Alan Broadbent's "Developing Story" : A Tour de Force of Jazz meets Strings

Alan Broadbent's Developing Story 
The New Zealand born pianist Alan Broadbent has a long and storied career as a jazz man having played with the likes of Woody Herman, Chet Baker and Charlie Haden. But it is his orchestral accompaniment work with singers Natalie Cole and then with Shirley Horn and Haden that garnered him two Grammy awards. 

He is currently singer Dianna Krall’s musical director and has arranged and conducted strings for the Eagles Glenn Frey After Hours album and for Paul McCartney’s Kisses from the Bottom with the London Symphony Orchestra. The man is no stranger to using the magic a fully engaged orchestra can bring to a recording.

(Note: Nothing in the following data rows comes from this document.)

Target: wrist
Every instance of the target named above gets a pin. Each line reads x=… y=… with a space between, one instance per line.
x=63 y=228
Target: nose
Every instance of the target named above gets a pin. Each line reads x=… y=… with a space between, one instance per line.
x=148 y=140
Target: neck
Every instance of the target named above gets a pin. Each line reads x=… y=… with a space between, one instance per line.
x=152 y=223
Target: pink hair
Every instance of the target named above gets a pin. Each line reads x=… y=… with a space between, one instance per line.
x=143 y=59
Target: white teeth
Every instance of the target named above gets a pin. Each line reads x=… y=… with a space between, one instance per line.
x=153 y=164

Broadbent, now seventy, has been intrigued by a song he has had in his head since the early 1970s and the theme to that song emerges in three movements on his latest album Developing Story, released at the end of June of this year. 

Alan Broadbent’s love of some jazz standards is also on display as he deftly arranges Tadd Dameron’s “If You Could See Me Now”, Bill Evans’ “Blue in Green”, Miles Davis’ “Milestones” and John Coltrane’s “Naima” as well as his own “Lady in the Lake” and “Children of Lima” on this gorgeous album. 

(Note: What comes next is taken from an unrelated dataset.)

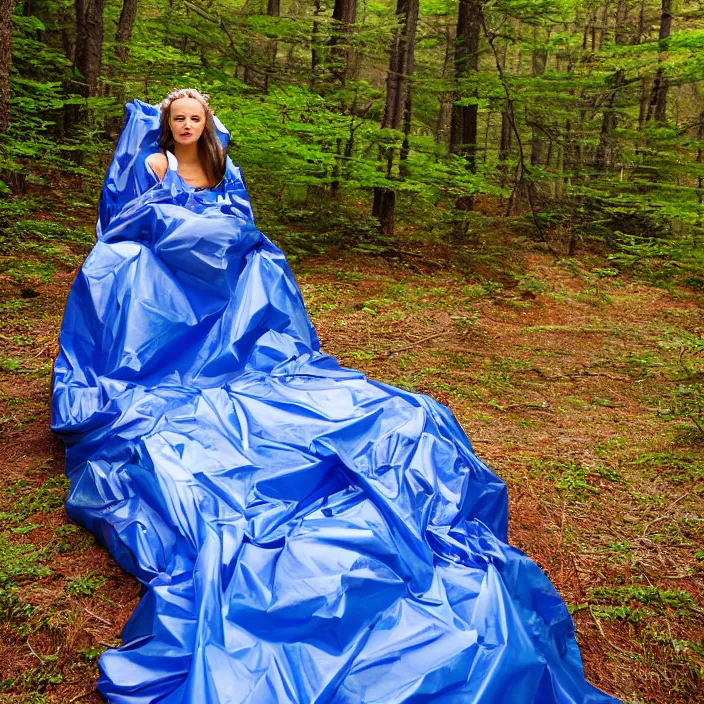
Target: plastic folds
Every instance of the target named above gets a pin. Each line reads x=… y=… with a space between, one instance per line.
x=302 y=534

Wanting the music to be true to its roots, he approached the music from a jazz trio point of view hoping that he could arrange a symphony orchestra around that core musical feeling. Jazz and Classical have been strange bedfellows over the years with some attempts to combine the two falling far short of their intended goal. Broadbent may be the perfect scribe to join the two in harmonious marriage.The trio is a superb one that includes Broadbent on piano, Harvie S on bass and Peter Erskine on drums and the orchestra he envelopes the music with is the London Metropolitan Orchestra under his masterful direction.

All three movements of Broadbent’s “The Developing Song” are cinematic masterpieces with gorgeous piano lines by Broadbent and swelling string orchestrations that carry you away in this haunting melody. MVT II is a slow waltz based on the same theme with the trio more in prominence and the orchestra brass and woodwinds providing some magical moments of suspense and grandeur. MVT III initially launches the song into more of a swing-like feel, Erksine’s feathery brushes leading the way, before a shimmering drum solo leads to some towering brass that soar majestically like Roman horns announcing the entrance of a conquering hero. The music just sweeps you away.

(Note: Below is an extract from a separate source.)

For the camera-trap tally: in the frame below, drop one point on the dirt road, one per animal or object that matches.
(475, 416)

Broadbent’s take on the jazz standards is equally as royal in its scope; his piano leads the way embellishing the melodies with lush orchestrations that are like miniature masterpieces of their own construction. To describe the nuances of his arrangements would do them a disservice, they are meant to be lavishly enjoyed; played on headphones with a glass of fine red wine or a dram of aged bourbon by your side. This is the good life in all its musical splendor.

His arrangement of “Naima” is particularly luscious, a filigreed take on Coltrane’s ode to his first wife. Woodwinds dance to Broadbent’s call like wood sprites in a magical forest. He summons a gush of wind created by his marvelously arranged strings and boisterous brass. Like a master weaver he spins another world within the song structure.   

“Blue in Green” is another treat to hear as Broadbent envisions it in all its stringed and French-horned glory. The pianist in him loves the sparse beauty of this Evan’s melody, while the arranger in him hears layers upon layers of possibilities in this melancholic song.

Broadbent’s unique arrangement of “Milestones” is like Gil Evans on steroids. The remaining songs are all gorgeous arranged and magnificently played. It may have taken the maestro nearly fifty years to get to realize his Developing Story but we are all the richer for him having finally completed this tour de force.